Na década de noventa tive oportunidade de visitar alguns CIACs (ou seja lá que se chamavam essas escolas padronizadas do fim do século XX). Visitei uma na serra catarinense num dia de inverno. Dava para largar um papagaio dentro do prédio, tamanho o vento lá dentro. Novamente se construíra para um país tropical, o país dos niemeyers e dos funcionários públicos, um país que absolutamente não existe entre o Oiapoque e o Chuí, com um único clima.
É o Brasil Imperial. Um brilhante burocrata da FGV (ou Harvard?) senta num gabinete em Brasília e decreta qualquer coisa.
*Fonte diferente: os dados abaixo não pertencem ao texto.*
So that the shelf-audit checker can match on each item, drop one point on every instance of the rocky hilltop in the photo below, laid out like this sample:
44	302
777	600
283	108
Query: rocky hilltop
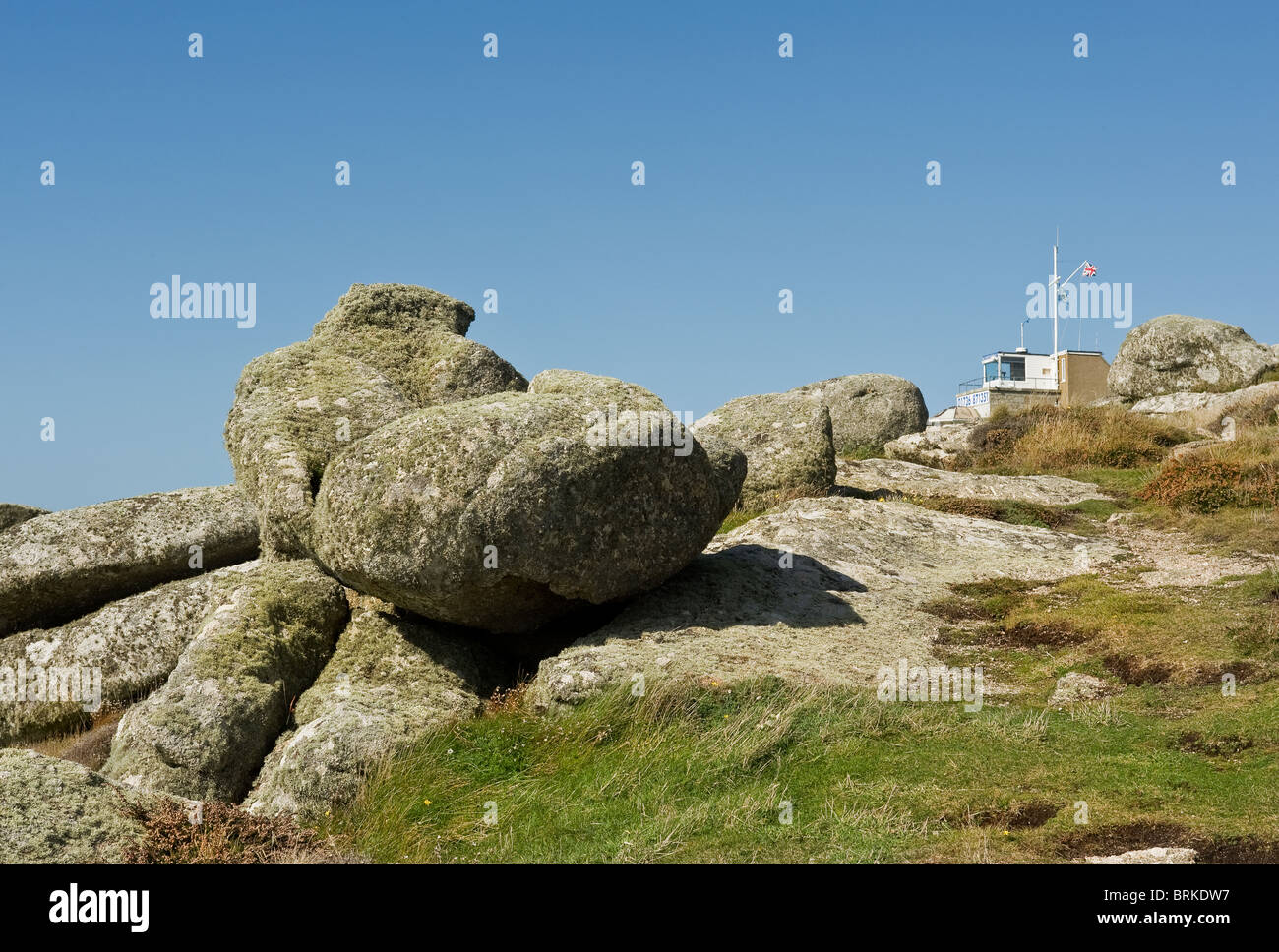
414	523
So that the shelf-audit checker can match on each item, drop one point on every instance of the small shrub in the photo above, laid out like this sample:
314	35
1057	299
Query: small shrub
1206	485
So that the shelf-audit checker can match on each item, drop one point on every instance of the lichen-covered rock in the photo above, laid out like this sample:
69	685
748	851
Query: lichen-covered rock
823	590
595	391
1075	686
1181	353
869	409
506	511
205	733
54	810
787	443
64	564
391	682
383	351
890	477
932	445
604	395
13	512
1209	408
120	652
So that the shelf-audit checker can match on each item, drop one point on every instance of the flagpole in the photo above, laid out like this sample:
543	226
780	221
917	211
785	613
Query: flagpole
1054	307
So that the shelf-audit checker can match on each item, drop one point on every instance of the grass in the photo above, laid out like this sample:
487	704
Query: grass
698	772
1053	440
740	516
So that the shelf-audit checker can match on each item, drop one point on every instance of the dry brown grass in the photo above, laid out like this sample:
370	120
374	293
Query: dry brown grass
1049	439
224	835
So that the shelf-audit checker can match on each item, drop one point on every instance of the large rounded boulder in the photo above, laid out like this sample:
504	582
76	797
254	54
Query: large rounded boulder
787	443
869	409
383	351
507	511
1180	353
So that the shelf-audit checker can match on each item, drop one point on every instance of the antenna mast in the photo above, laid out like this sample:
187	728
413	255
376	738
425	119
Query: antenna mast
1054	291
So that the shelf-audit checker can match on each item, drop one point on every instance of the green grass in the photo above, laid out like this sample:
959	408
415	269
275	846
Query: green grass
740	516
700	772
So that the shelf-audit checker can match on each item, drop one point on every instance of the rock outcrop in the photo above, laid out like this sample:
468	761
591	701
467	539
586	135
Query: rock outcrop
788	445
389	682
1181	353
1206	409
204	735
893	477
58	566
132	645
52	810
12	513
869	409
822	590
933	445
383	351
507	511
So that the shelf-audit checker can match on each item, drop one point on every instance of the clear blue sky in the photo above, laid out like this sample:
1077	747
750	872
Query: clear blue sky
515	174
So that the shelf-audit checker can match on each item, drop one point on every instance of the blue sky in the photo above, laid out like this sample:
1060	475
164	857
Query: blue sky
515	174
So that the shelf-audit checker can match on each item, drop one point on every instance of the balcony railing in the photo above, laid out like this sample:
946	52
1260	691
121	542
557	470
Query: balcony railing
1008	384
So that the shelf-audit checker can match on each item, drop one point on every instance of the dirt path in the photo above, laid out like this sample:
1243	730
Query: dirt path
1175	559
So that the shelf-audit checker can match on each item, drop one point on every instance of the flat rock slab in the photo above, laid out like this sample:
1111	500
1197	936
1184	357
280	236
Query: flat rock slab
132	645
913	479
58	566
391	682
205	733
1206	406
58	811
848	605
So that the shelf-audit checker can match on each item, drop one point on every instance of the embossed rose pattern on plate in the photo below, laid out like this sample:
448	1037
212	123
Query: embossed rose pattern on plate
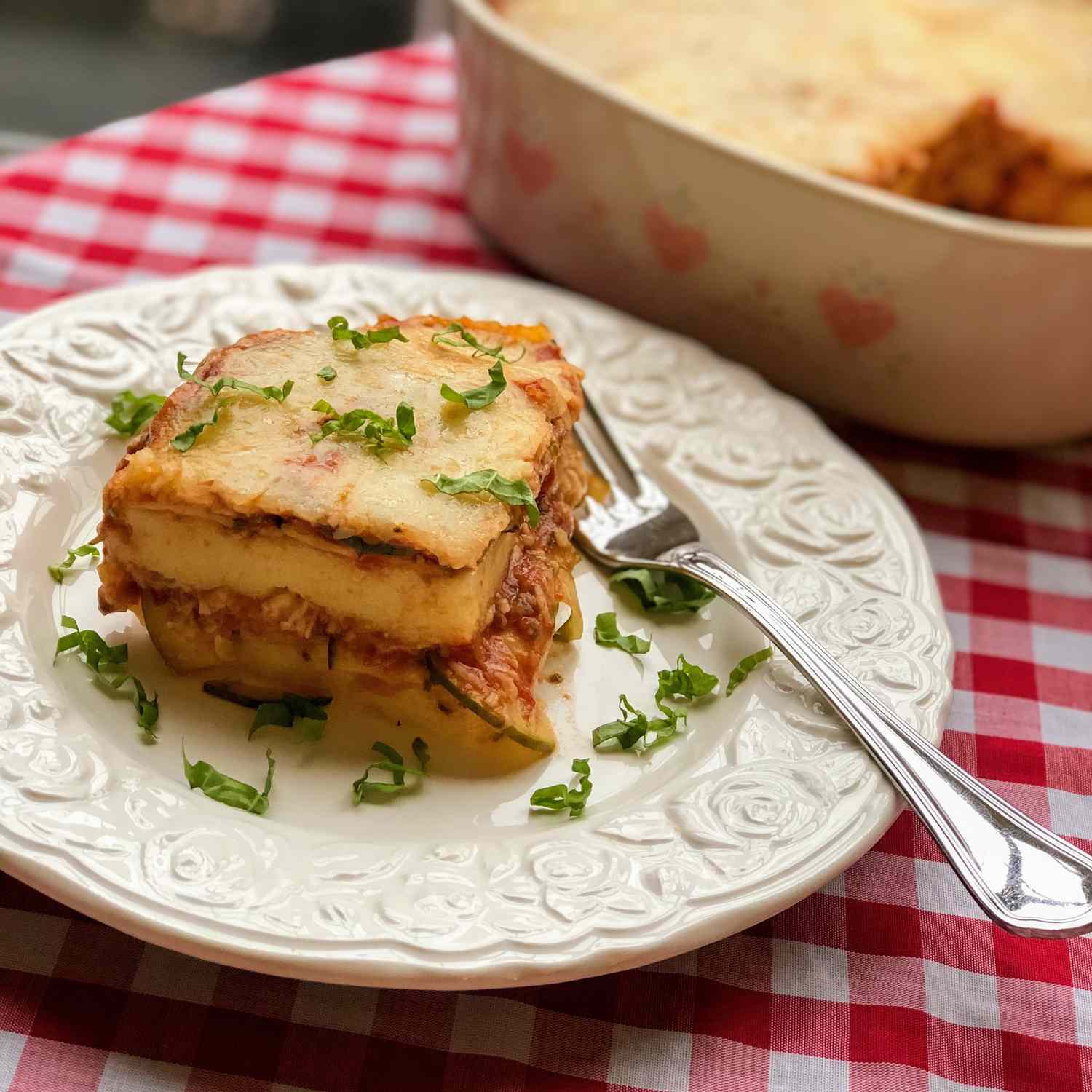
783	802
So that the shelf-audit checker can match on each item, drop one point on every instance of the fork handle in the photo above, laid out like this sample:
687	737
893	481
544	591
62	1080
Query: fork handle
1026	879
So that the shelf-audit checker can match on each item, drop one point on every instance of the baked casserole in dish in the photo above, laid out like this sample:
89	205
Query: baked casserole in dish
982	106
738	173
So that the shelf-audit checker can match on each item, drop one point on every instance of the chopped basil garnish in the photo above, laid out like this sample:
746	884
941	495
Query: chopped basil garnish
660	592
224	790
367	427
108	664
275	393
745	668
480	397
130	413
633	727
186	440
293	711
393	764
607	633
488	480
559	797
389	550
57	571
467	339
684	683
340	330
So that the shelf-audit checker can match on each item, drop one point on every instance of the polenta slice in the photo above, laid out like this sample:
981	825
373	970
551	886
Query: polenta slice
299	541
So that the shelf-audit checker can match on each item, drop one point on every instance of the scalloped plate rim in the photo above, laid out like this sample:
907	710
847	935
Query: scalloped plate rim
403	968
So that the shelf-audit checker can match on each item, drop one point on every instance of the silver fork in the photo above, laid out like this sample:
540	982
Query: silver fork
1026	879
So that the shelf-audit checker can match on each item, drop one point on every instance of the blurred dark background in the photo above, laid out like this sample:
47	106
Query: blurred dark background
67	66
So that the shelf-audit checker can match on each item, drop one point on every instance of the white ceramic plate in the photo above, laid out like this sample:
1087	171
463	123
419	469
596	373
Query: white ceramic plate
760	804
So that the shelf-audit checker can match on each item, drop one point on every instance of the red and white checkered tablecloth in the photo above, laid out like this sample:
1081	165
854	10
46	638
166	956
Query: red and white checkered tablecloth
890	978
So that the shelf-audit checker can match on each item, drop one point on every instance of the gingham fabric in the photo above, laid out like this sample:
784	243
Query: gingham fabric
888	980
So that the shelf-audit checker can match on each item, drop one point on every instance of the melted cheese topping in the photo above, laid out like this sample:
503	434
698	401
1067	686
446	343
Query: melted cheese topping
850	87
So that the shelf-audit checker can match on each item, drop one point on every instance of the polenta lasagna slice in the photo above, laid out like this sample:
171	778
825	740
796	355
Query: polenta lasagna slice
386	513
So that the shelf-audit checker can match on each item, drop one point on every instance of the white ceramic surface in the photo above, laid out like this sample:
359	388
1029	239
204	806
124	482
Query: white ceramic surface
761	803
934	323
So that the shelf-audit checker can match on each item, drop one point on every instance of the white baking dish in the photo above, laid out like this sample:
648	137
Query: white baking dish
937	323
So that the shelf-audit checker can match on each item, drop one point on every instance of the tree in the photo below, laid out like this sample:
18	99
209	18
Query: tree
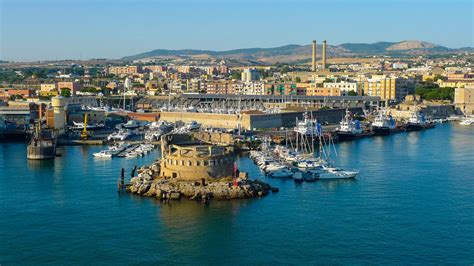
65	92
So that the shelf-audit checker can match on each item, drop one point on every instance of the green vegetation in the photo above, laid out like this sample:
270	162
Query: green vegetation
9	76
431	91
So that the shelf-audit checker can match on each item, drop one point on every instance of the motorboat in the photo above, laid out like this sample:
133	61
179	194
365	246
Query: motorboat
103	154
383	123
348	128
467	122
285	172
337	172
308	126
120	135
298	177
308	164
193	125
416	122
80	126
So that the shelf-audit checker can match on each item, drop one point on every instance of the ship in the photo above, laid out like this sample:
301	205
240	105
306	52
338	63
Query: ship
383	124
417	122
348	129
42	146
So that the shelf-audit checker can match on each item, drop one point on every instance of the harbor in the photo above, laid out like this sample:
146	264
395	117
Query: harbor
74	196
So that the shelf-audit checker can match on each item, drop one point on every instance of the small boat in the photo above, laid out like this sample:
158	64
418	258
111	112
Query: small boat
338	173
348	129
285	172
467	122
80	126
120	135
417	122
193	125
310	177
298	177
383	123
102	154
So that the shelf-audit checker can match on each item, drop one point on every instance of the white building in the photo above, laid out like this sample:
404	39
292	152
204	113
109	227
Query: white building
344	87
249	74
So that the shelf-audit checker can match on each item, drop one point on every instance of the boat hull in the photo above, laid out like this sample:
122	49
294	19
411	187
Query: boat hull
413	127
41	152
381	131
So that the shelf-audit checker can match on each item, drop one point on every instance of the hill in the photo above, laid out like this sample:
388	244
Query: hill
295	52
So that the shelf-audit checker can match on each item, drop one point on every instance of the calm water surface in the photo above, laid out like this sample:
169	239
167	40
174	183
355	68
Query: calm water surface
413	202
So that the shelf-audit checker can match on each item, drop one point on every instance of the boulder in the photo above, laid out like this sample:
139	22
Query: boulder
175	195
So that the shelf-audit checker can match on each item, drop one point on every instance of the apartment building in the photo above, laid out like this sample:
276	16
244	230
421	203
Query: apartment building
464	99
71	85
388	87
220	87
344	87
128	70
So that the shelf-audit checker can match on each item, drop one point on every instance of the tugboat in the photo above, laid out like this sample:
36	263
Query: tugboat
308	127
383	124
417	122
349	129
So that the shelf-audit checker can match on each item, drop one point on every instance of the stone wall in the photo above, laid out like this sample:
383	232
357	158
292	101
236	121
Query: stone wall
206	119
215	138
256	121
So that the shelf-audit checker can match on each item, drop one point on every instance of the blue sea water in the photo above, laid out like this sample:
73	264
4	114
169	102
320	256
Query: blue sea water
413	203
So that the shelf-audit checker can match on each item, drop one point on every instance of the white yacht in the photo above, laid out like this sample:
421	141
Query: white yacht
102	154
193	125
120	135
383	123
348	128
417	121
308	126
467	122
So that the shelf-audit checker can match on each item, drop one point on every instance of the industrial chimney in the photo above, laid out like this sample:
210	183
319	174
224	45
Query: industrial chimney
313	65
324	55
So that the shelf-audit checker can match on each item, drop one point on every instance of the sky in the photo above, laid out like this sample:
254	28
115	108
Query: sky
32	30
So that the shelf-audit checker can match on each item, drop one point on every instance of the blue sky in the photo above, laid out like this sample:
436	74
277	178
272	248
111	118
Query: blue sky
63	29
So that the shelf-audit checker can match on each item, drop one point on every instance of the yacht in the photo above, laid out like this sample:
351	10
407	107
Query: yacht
467	122
283	173
298	177
103	154
132	124
80	126
416	122
348	128
337	173
193	125
383	123
120	135
308	126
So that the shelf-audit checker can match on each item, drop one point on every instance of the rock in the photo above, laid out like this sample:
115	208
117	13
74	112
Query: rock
175	195
144	188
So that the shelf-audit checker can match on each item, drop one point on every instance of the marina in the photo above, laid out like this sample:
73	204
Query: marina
74	196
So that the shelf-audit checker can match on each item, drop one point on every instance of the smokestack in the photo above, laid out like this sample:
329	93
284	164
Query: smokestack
313	65
324	54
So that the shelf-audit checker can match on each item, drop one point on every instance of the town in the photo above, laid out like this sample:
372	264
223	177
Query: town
220	92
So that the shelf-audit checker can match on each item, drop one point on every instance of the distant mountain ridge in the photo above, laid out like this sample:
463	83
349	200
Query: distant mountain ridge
295	52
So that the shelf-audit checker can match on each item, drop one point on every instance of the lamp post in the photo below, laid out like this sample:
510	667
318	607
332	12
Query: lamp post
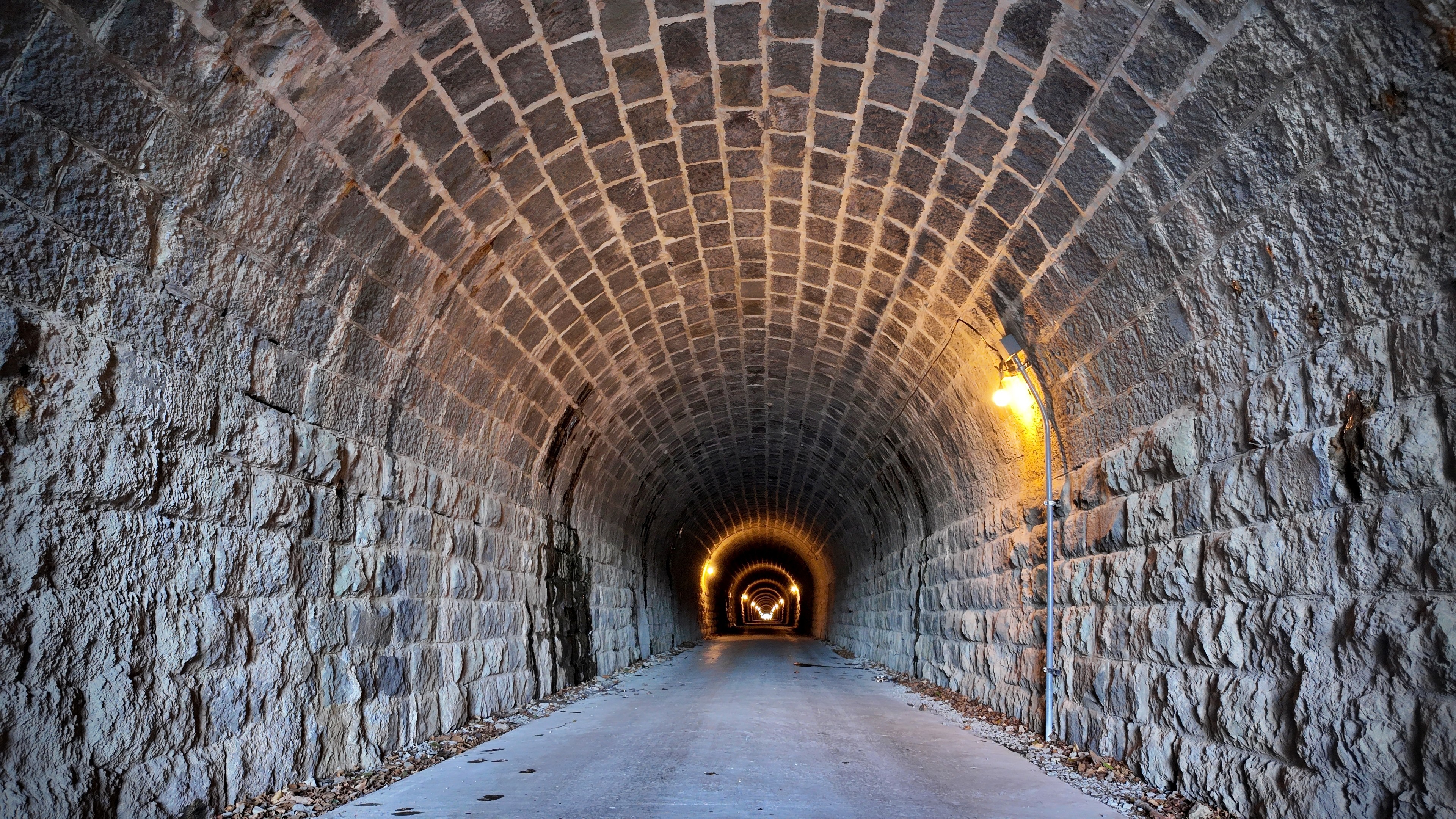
1018	358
Mandam-se botas para Bororó – RN (36° C à sombra) e sandálias para Castelhanos – RS (8°C à sombra). Com isto distribui-se sapatos para todas as crianças carentes de Bororó e Castelhanos. E o burocrata recebe louvor e promoção. E o Zézinho de Bororó pega bicho de pé enquanto o Juquinha de Castelhanos é internado com pneumonia dupla. Mas certamente, na média o cara acertara. Fornecera calçados para todas as crianças carentes de ambas cidades, obedecendo a uma média de temperaturas.
Esse é mais um motivo pelo qual o governo central deste Império não pode seguir gerindo impostos, salvo aqueles necessários às agências reguladoras, ao exército, ao Itamaraty, algumas obras de nível interestadual e o estado mínimo. O restante teria de ser gerido onde gerado. Além de garantir a natureza das obras, o sistema reduziria a quantidade de níveis em que mãos ávidas poderiam enfiar o dedo no prato enquanto o ágape sobre para Brasília e depois desce para os estados.